As I look back, I realize that my children came to respect her for what she gave to me and her unique, valued contribution to their lives. They understand now as adults the difficulty of her journey and the sacrifices she made along the way. Their acknowledgment of such was an important step for her and me,

Our family will now gather for our umpteenth Xmas brunch in our no-longer-large-enough condo (with all the children and grandchildren) and all the trappings and beauty brought to our home by my wife. I will likely cry – a tradition. They will be tears of joy for our family’s miracle; and tears shed for those of you still on the uncertain path to your own complicated family.

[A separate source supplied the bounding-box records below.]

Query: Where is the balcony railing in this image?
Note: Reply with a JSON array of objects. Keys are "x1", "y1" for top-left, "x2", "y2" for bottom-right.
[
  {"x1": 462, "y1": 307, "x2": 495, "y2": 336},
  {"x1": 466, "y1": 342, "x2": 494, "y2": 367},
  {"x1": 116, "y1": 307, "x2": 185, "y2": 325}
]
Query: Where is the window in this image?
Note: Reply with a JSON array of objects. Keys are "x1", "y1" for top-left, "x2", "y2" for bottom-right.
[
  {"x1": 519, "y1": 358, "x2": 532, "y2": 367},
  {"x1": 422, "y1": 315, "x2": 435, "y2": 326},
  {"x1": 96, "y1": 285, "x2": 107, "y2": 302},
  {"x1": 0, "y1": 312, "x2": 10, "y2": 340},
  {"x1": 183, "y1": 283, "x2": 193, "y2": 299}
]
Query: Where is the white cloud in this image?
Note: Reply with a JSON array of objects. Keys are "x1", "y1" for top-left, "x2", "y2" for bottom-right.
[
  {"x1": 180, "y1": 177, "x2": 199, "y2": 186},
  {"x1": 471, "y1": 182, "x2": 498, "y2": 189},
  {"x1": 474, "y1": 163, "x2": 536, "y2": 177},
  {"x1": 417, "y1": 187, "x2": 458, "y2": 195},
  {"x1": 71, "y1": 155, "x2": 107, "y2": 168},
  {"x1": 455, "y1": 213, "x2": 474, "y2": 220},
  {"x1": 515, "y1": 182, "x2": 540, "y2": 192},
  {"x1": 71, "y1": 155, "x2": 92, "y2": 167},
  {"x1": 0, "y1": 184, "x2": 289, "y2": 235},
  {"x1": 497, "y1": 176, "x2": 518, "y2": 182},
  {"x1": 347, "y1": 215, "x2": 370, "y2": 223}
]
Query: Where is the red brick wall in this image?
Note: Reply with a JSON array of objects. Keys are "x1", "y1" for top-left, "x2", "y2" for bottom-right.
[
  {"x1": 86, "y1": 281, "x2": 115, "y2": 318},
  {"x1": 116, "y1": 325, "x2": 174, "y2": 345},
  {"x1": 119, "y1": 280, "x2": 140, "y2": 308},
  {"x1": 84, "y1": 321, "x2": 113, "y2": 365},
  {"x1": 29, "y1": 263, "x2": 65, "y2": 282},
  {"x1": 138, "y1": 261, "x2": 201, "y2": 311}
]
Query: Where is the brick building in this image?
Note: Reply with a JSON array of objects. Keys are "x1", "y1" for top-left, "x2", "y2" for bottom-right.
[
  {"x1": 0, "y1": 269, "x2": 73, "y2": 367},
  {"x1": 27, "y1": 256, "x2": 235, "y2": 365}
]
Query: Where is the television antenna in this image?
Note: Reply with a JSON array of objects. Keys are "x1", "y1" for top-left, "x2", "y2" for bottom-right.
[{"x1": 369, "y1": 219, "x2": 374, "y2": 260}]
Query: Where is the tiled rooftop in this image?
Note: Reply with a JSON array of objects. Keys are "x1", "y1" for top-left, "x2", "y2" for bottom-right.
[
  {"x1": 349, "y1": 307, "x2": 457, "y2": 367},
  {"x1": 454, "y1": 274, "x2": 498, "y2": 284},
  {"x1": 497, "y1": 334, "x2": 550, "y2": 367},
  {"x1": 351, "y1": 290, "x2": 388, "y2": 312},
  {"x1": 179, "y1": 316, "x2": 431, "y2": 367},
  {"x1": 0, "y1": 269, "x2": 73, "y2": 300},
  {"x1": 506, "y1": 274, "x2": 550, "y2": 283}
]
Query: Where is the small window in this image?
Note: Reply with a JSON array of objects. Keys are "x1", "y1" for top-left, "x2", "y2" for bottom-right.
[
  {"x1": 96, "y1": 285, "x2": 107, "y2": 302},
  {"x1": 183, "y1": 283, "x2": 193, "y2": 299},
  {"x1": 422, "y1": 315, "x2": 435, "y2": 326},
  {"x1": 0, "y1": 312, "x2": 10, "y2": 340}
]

The family home that I was at a loss to build during the early separation became dad’s house 20 years ago on December 4th, 1993.  I soon realized that ‘we might have something pretty good here’ when my children referred to our place as ‘dad and Elaine’s home’.   

A miracle?

A few weeks ago, as we left the theatre on a cold, dreary evening. My arm dropped by my side and her hand instinctively found mine. My thought was that the ‘miracle or not’ was revealed in that act – that we were able to find each other’s hand in the best of times, but even more importantly during the inevitable chaos and adversity.

My Christmas and New Year’s hope is that everyone who is part of the Kids ‘n’ Dad extended family may find their way to build a dad’s home and even more.